Soldier, Escaper, Spymaster, Politician and Old Ronian (1924 – 1929)
Colditz Castle
Colditz Castle

It seems fitting to remember Airey Neave in this edition of the Ronian as 40 years have passed since his untimely death in 1979. He attended Saint Ronan’s in Worthing, under the Headmastership of the great WB Harris, and is remembered by OR Gospatrick Home as being ‘quite a shy and reserved character’ at school. He left to go to Eton and while there composed a prize-winning essay about the probable consequences of Hitler's rise to power and the likelihood of another war in Europe.

After Oxford he saw active service in WWII with the Royal Artillery and was wounded and captured near Calais on the retreat to Dunkirk in 1940. In May 1942, after several escape attempts, he was transferred to Oflag IV-C, the Officer-only POW camp at Colditz Castle.

In June 1942 he escaped from Colditz during a theatrical production, via a trap door beneath the stage, and is famous for being the first British Officer to have successfully made a ‘home run’.

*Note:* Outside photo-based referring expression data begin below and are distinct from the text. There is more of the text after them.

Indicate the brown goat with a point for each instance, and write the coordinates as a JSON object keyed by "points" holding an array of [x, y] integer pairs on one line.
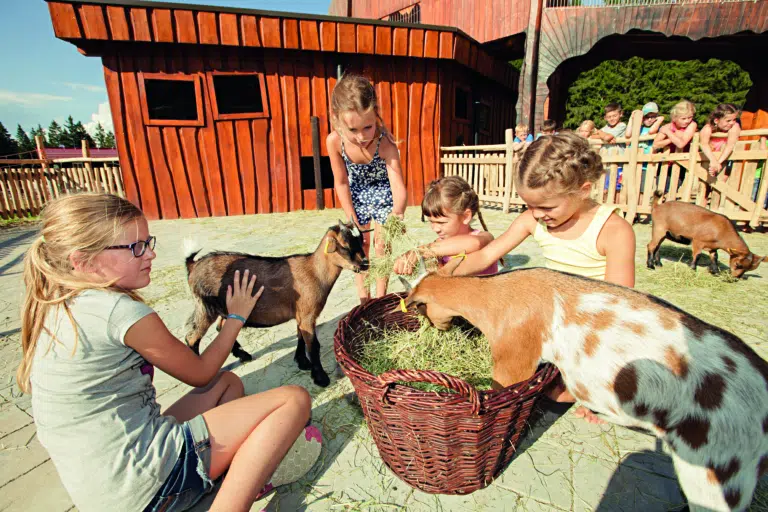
{"points": [[687, 223], [295, 287], [636, 360]]}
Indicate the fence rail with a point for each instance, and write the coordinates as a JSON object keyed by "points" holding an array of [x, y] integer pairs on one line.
{"points": [[27, 185], [740, 194], [555, 4]]}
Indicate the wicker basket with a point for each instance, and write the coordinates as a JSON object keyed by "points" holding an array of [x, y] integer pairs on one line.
{"points": [[448, 443]]}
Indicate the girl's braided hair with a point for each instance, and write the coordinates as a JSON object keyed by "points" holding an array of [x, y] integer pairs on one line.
{"points": [[564, 160]]}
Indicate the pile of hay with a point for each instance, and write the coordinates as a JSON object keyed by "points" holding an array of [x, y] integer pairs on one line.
{"points": [[397, 241], [458, 352]]}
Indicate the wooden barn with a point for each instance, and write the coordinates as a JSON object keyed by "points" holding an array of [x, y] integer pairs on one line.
{"points": [[212, 106]]}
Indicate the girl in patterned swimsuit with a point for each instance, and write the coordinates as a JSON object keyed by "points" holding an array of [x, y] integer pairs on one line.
{"points": [[366, 166], [449, 205]]}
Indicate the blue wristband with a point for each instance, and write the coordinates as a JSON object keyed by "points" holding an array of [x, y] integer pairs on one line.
{"points": [[236, 317]]}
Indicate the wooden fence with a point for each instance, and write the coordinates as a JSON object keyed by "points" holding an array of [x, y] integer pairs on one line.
{"points": [[27, 185], [680, 176]]}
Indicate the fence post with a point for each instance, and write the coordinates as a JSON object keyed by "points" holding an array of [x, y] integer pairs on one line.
{"points": [[320, 197], [90, 177], [47, 188], [509, 138], [630, 173]]}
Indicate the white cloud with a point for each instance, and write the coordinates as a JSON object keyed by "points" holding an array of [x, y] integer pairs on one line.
{"points": [[103, 116], [85, 87], [29, 98]]}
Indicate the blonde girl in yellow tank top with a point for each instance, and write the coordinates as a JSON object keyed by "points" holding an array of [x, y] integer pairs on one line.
{"points": [[577, 235]]}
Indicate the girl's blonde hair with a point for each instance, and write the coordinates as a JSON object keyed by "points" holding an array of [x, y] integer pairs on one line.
{"points": [[587, 125], [681, 109], [86, 223], [451, 194], [564, 160], [720, 112], [354, 93]]}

After the war, as a qualified lawyer who spoke fluent German, he was given the role of reading the indictments of the Nazi leaders at the Nuremberg Trials. Thereafter he went into politics and became a Conservative MP. He supported Margaret Thatcher’s challenge to Edward Heath as the party leader in 1975 and, as a reward, she gave him the pick of the great offices of state.  Neave chose Ireland, a job that was dangerous. He was assassinated by an Irish National Liberation Army car bomb at one minute to three on 30th March 1979, aged only 63, shortly before Margaret Thatcher was elected the country’s first female Prime Minister. His murder shocked and horrified the nation and the Queen and the Duke of Edinburgh both attended his funeral.

After his death, Mrs Thatcher said of him: ‘He was one of freedom's warriors. No one knew of the great man he was, except those nearest to him. He was staunch, brave, true, strong; but he was very gentle and kind and loyal. It’s a rare combination of qualities.’